Backup and Disaster Recovery

The databases of the metal control plane are continuously backed up by the backup-restore-sidecar, which pushes the backups to S3-compatible object storage. When a database starts up with an empty state, the sidecar automatically restores the most recent backup. Restoring a specific backup point manually is also supported, see the manual restore documentation.

The following table summarizes the recovery approach for common disaster scenarios:

ScenarioRecovery Approach
Control plane database lossRestore the databases from the backups on the object storage, redeploy the control plane via CI/CD
Partition lossRebuild the partition using the partition Ansible playbooks
Switch failureMount a replacement switch and re-run the partition Ansible playbooks (the topology is redundant, so a single switch failure does not cause an outage)
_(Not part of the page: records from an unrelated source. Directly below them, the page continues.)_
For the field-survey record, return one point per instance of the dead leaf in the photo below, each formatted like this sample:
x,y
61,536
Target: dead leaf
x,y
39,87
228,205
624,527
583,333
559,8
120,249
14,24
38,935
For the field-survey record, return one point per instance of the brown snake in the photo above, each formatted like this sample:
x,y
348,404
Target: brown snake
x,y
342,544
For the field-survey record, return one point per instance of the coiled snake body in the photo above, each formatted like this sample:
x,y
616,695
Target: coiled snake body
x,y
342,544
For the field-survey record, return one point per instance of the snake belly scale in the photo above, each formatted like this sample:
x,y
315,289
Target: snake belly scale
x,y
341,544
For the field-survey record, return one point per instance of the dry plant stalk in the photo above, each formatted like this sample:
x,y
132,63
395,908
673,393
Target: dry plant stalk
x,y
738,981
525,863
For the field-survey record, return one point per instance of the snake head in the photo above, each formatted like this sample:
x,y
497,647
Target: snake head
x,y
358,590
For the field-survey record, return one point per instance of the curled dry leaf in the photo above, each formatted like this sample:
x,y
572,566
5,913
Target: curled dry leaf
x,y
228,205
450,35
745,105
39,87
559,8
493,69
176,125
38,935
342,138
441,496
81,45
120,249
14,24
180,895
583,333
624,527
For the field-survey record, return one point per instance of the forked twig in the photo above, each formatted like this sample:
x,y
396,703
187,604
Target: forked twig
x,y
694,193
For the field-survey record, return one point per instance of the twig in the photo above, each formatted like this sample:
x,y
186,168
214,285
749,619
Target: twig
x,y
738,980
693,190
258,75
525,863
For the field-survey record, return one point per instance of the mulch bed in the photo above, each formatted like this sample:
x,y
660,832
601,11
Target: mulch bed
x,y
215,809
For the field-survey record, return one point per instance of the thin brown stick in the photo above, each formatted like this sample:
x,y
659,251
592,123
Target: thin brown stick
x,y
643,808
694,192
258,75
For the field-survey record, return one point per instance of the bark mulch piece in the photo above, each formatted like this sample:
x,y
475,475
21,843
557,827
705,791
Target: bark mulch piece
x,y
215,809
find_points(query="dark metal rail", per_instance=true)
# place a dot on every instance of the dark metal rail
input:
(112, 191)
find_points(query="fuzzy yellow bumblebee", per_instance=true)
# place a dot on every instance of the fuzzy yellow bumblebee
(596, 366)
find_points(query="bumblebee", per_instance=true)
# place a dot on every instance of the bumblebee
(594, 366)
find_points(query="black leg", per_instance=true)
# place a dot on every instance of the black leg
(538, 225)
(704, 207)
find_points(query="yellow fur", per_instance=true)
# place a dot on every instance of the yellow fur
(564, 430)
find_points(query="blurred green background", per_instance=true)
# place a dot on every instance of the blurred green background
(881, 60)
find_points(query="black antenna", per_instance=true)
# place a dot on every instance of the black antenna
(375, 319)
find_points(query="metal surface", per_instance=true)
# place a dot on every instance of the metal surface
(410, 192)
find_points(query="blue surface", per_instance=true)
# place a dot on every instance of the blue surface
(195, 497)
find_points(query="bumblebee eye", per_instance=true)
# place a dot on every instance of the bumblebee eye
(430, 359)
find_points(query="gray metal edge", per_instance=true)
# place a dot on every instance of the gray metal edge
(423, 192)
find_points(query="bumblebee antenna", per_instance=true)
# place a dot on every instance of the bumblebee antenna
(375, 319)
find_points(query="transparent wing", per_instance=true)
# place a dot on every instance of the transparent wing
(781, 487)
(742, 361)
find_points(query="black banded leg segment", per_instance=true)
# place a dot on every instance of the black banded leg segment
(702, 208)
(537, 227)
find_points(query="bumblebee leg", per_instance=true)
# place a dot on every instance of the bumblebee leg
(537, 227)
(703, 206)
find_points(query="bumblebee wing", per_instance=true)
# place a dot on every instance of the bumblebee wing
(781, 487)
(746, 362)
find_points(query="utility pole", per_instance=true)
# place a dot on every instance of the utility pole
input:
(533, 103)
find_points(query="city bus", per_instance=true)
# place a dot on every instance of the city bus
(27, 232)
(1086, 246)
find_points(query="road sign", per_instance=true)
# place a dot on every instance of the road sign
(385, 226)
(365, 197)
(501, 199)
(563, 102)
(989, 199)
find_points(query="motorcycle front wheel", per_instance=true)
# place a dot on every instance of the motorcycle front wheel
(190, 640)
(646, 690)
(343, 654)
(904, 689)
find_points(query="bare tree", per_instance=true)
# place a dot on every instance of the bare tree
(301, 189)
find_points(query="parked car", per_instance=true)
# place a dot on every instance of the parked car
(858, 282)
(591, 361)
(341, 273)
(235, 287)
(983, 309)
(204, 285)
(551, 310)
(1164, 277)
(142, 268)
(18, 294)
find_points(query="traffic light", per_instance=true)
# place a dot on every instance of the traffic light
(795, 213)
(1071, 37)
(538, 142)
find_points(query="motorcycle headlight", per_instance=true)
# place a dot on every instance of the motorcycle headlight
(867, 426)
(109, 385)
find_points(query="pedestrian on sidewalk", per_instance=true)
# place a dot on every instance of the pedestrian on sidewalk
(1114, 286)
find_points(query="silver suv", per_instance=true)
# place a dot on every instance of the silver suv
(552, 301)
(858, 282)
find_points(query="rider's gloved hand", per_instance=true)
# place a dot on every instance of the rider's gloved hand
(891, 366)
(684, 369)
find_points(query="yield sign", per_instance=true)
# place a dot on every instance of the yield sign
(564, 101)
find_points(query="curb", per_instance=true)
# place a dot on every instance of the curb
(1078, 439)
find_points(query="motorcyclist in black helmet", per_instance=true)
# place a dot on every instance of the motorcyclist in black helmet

During recovery, the metal-stack version referenced in the deployment Git repository is deployed — not the latest release. This ensures that the environment returns to its pre-outage state. Operators trigger this redeployment manually through the CI pipeline.

Backup of local machine storage is not covered by metal-stack. Machine/Disk failure will lead to data loss. To mitigate this a clustered storage system can be used to replicate data across multiple machines in multiple failure domains (e.g. machines, racks, partitions). In addition, we recommend automated and monitored backups and regular restore drills.